Washington: The Coronavirus pandemic has not just jolted mankind, but its outbreak has caused a severe impact on the global economy with several financial watchdogs predicting massive downturn. Adding more woes to the economic crisis, the International Monetary Fund (IMF) believes that the Covid-19 epidemic has driven the global economy into a downturn that will require massive funding to help developing nations.

"It is clear that we have entered a recession" that will be worse than in 2009 following the global financial crisis," news agency AFP quoted IMF chief Kristalina Georgieva as saying on Friday during an online briefing.

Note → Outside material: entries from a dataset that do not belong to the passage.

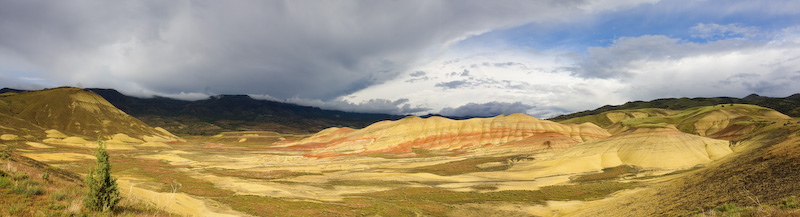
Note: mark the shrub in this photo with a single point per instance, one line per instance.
(33, 190)
(4, 182)
(102, 193)
(58, 196)
(28, 188)
(19, 176)
(790, 203)
(728, 207)
(6, 153)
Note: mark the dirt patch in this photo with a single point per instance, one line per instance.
(49, 157)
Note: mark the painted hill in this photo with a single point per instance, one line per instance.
(235, 113)
(788, 105)
(71, 116)
(519, 131)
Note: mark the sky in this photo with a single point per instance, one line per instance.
(459, 58)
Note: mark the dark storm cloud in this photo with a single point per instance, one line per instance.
(487, 109)
(309, 49)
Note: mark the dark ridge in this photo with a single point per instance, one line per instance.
(7, 90)
(789, 105)
(235, 113)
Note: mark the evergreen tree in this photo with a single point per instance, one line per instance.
(102, 194)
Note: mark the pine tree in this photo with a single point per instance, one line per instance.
(102, 194)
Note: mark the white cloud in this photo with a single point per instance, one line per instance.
(286, 49)
(713, 31)
(633, 68)
(380, 106)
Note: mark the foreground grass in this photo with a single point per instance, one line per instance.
(23, 192)
(426, 201)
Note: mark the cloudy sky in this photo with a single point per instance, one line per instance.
(540, 57)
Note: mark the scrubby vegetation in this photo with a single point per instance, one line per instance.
(102, 192)
(25, 192)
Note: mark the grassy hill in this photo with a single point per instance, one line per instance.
(70, 111)
(788, 105)
(235, 113)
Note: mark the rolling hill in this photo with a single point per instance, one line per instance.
(788, 105)
(522, 132)
(71, 116)
(235, 113)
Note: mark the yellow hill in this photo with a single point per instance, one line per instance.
(437, 133)
(648, 147)
(64, 113)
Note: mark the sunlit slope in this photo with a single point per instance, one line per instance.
(651, 148)
(760, 174)
(437, 133)
(72, 114)
(727, 121)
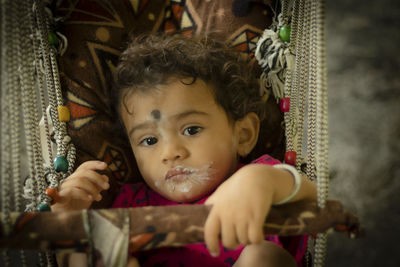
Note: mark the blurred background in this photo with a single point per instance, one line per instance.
(363, 39)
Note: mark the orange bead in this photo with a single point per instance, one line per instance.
(290, 158)
(63, 113)
(53, 193)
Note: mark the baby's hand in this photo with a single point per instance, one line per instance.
(82, 187)
(240, 206)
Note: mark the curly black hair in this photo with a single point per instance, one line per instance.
(154, 59)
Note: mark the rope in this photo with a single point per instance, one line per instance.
(304, 83)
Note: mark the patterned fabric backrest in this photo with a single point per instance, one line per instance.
(97, 32)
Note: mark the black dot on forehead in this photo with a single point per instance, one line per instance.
(156, 114)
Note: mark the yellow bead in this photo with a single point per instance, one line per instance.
(63, 113)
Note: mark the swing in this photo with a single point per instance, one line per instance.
(71, 104)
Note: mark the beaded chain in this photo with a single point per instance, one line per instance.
(301, 89)
(29, 72)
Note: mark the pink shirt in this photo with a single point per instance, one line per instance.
(140, 195)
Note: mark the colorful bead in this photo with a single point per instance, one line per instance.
(290, 158)
(285, 104)
(60, 164)
(284, 33)
(63, 113)
(53, 40)
(43, 207)
(53, 193)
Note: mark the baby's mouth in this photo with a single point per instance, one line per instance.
(178, 174)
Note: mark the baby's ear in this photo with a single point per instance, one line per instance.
(247, 130)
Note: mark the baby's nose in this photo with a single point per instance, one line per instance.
(174, 151)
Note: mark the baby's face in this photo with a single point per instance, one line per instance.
(183, 142)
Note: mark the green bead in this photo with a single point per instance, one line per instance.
(284, 33)
(53, 40)
(44, 207)
(60, 164)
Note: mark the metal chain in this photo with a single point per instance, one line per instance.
(6, 83)
(301, 77)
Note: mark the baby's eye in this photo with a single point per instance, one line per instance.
(192, 130)
(149, 141)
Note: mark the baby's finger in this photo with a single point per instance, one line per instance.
(255, 232)
(242, 233)
(100, 180)
(93, 165)
(212, 230)
(73, 193)
(84, 184)
(229, 239)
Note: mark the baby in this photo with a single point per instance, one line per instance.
(191, 110)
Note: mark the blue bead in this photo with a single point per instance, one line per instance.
(53, 40)
(284, 33)
(60, 164)
(44, 207)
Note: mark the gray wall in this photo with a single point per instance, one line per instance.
(363, 77)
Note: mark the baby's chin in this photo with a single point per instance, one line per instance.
(184, 197)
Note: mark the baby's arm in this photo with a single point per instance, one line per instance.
(77, 192)
(82, 187)
(241, 204)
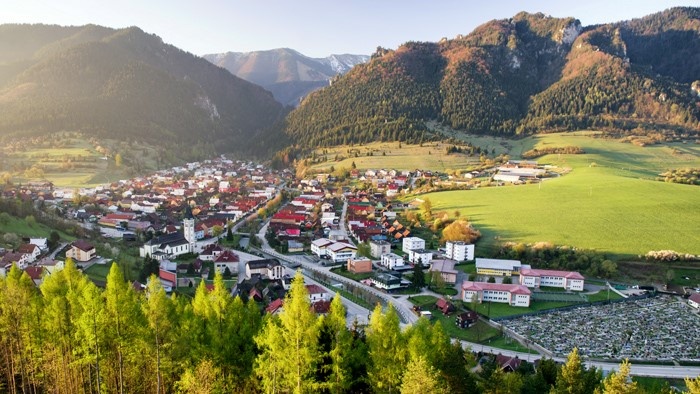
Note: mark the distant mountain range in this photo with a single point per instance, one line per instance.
(129, 85)
(530, 73)
(286, 73)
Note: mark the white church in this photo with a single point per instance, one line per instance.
(169, 246)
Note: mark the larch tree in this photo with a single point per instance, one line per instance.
(386, 350)
(619, 382)
(693, 385)
(157, 310)
(340, 343)
(421, 378)
(290, 346)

With the worldwide economic "sudden stop," Georgieva said the fund's estimate "for the overall financial needs of emerging markets is 2.5 trillion."

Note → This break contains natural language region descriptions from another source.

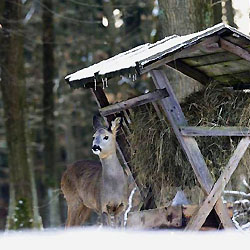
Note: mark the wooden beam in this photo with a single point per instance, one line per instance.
(215, 131)
(134, 102)
(235, 49)
(198, 220)
(190, 71)
(209, 45)
(176, 118)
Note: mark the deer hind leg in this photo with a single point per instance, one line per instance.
(77, 215)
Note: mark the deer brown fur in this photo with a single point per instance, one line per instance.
(89, 185)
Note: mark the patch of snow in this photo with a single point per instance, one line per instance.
(145, 53)
(99, 238)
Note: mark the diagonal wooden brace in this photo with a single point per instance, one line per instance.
(198, 220)
(177, 119)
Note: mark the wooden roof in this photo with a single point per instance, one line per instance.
(219, 53)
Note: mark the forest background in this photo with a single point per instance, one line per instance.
(45, 125)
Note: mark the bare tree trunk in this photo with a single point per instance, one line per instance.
(217, 9)
(183, 17)
(230, 13)
(112, 31)
(22, 204)
(51, 181)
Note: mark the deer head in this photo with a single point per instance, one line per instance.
(104, 139)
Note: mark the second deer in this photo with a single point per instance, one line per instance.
(89, 185)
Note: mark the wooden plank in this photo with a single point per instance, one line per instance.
(225, 68)
(207, 46)
(190, 71)
(210, 59)
(235, 49)
(243, 77)
(198, 220)
(239, 40)
(176, 118)
(215, 131)
(134, 102)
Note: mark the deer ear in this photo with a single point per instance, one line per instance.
(97, 123)
(115, 125)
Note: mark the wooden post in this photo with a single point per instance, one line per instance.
(198, 220)
(176, 118)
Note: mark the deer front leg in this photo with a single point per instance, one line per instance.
(105, 219)
(77, 215)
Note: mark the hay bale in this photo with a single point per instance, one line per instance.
(156, 156)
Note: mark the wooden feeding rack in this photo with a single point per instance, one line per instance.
(219, 53)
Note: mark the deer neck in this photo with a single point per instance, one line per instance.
(111, 165)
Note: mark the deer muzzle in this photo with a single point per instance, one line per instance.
(96, 149)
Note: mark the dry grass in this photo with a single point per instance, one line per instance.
(157, 158)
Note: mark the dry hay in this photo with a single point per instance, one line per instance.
(157, 158)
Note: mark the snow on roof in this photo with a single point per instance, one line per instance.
(135, 59)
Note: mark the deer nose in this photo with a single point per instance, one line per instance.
(96, 148)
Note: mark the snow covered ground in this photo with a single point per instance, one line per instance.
(94, 238)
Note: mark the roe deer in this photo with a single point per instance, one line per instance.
(89, 185)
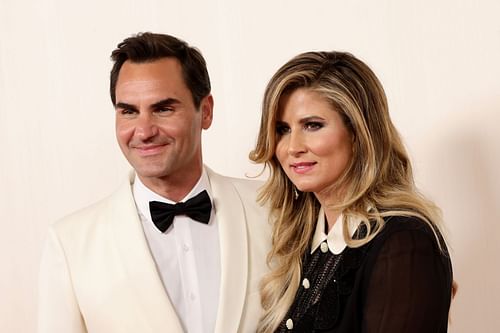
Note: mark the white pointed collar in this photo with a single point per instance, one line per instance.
(335, 237)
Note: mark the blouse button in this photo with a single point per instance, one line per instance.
(289, 323)
(324, 247)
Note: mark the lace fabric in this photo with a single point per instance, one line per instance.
(399, 282)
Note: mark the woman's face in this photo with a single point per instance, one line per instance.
(314, 146)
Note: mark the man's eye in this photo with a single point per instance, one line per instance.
(127, 112)
(313, 125)
(165, 109)
(282, 129)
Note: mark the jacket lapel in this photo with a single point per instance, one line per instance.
(145, 288)
(233, 251)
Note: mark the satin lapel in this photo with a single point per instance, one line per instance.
(146, 290)
(233, 252)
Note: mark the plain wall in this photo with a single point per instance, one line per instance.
(438, 61)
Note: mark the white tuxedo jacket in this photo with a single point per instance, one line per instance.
(97, 274)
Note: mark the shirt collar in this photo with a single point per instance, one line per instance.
(143, 195)
(335, 237)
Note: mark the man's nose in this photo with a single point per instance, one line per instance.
(146, 127)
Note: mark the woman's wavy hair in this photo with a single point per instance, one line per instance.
(378, 181)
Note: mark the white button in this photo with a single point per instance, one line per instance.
(324, 247)
(289, 323)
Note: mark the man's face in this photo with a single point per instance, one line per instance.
(157, 124)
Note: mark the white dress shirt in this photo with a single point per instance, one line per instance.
(335, 238)
(187, 256)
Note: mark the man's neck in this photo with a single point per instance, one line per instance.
(172, 188)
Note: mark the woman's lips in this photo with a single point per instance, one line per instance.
(302, 167)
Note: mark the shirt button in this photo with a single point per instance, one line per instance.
(324, 247)
(289, 323)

Georgieva also warned that estimate "is on the lower end." Governments in emerging markets, which have suffered an exodus of capital of more than 83 billion in recent weeks, can cover much of that, but "clearly the domestic resources are insufficient" and many already have high debt loads, she said.

The IMF chief also highlight the fact that over 80 countries, mostly of low incomes, have already have requested emergency aid from the International Monetary Fund.

"We do know that their own reserves and domestic resources will not be sufficient," Georgieva said, adding that the fund is aiming to beef up its response "to do more, do it better, do it faster than ever before."


The IMF chief spoke to reporters following a virtual meeting with the Washington-based lender's steering committee, when she officially requested a increase in the fund's fast-deploying emergency facilities from their current level of around 50 billion.

Earlier this week, Georgieva had said that a recovery was expected in 2021, but to reach it, countries would need to prioritise containment and strengthen health systems.


Georgieva said the IMF would massively step up emergency finance, noting that 80 countries have already requested help and that the financial institution stood ready to deploy all of its US$1 trillion in lending capacity.

Washington-based World Bank Group together with the IMF, on Thursday, called on all its official bilateral creditors to suspend debt repayments of poor countries that receive loans from its concessionary window and help them tackle challenges posed by the Coronavirus outbreak.